Saturday, October 20, 2007

Utah School Vouchers

This is an unorganized post of me trying to think my way through the whole school voucher debate. Currently I'm undecided, so I should be relatively neutral. (Although if they keep running those stupid anti-voucher adds all the time I'm going to vote FOR the vouchers) here's my areas of research:

Why would vouchers hurt schools?
The voucher money isn't coming from the general education fund.(1)
How do schools get money in the first place?

What happens now if a child goes to a private school? If a child is home schooled?

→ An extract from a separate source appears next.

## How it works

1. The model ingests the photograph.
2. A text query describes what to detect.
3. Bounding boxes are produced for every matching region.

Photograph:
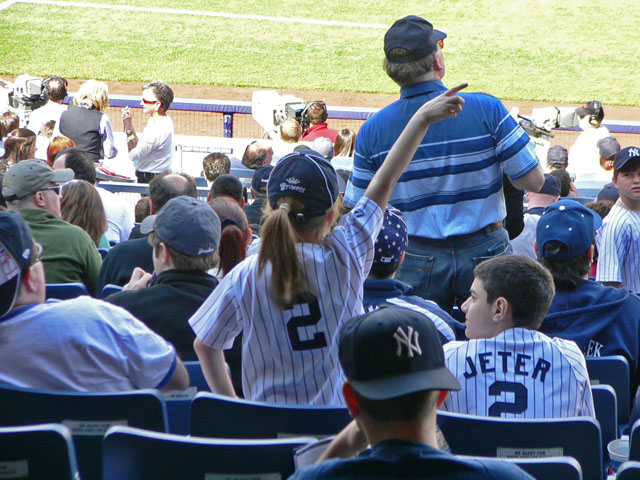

How does this change with the vouchers?

If vouchers pass:
If, as a blog post I've seen seem to imply, that vouchers don't really help the poor, does that matter?
Yes, the voucher doesn't pay the full amount of tuition. It does pay part which means that people that were close to being able to pay can now pay.
How many children are currently enrolled in private schools? (I will assume that all of these will apply for vouchers.)
How many children go to private schools for a while (less than 5 years), then come back to public schools? or conversely, how many children go to private schools for their entire education? See, after five years, the public schools loose the extra money from the vouchers. If a child returns during that time, the school gets the full amount of money.
Will more people put their children in a private school now with the vouchers? Will home schoolers switch to private schools?
If they make vouchers and no one "new" switches to private schools then does it matter if the bill passes?
Is it constitutional that public money can go to religious schools?
The ACLU thinks this is wrong, but then, as the anti-voucher supports point out, a voucher won't cover the full cost of tuition. Does this mean that the public money can go to the public part of the education and the parent's money can be seen as paying for the religious part of the education? :)
If no one uses vouchers, is it better to have them to let people have a choice or is it better not to have them and reduce bureaucracy and cost to the state?

Most obnoxious claims
  • Vouchers will help reduce the burdon on public schools -- this bugs me. Since we have decided public schools are a good thing, it is up to the legislature to make sure all children can be educated and not push it off on private schools.
  • More than half of utah counties do not have access to private schools (2) - yes, but the majority of Utah's population is only in a few counties. Assuming that the counties that don't have private schools are also the least populus, those counties have a population of less than 15,000. Also, anti-vouchers shouldn't point this out because this means the arguement of "parents can already send their kids to private schools if they want" doesn't hold true in half of Utah's counties. Thus, vouchers wouldn't change anything in those counties, except maybe encourage a private school to start.

Thoughts


Useful facts:
The bill is HB 148
The ammendment is HB 174
Sources
  1. KSL's analysis of annoying adds.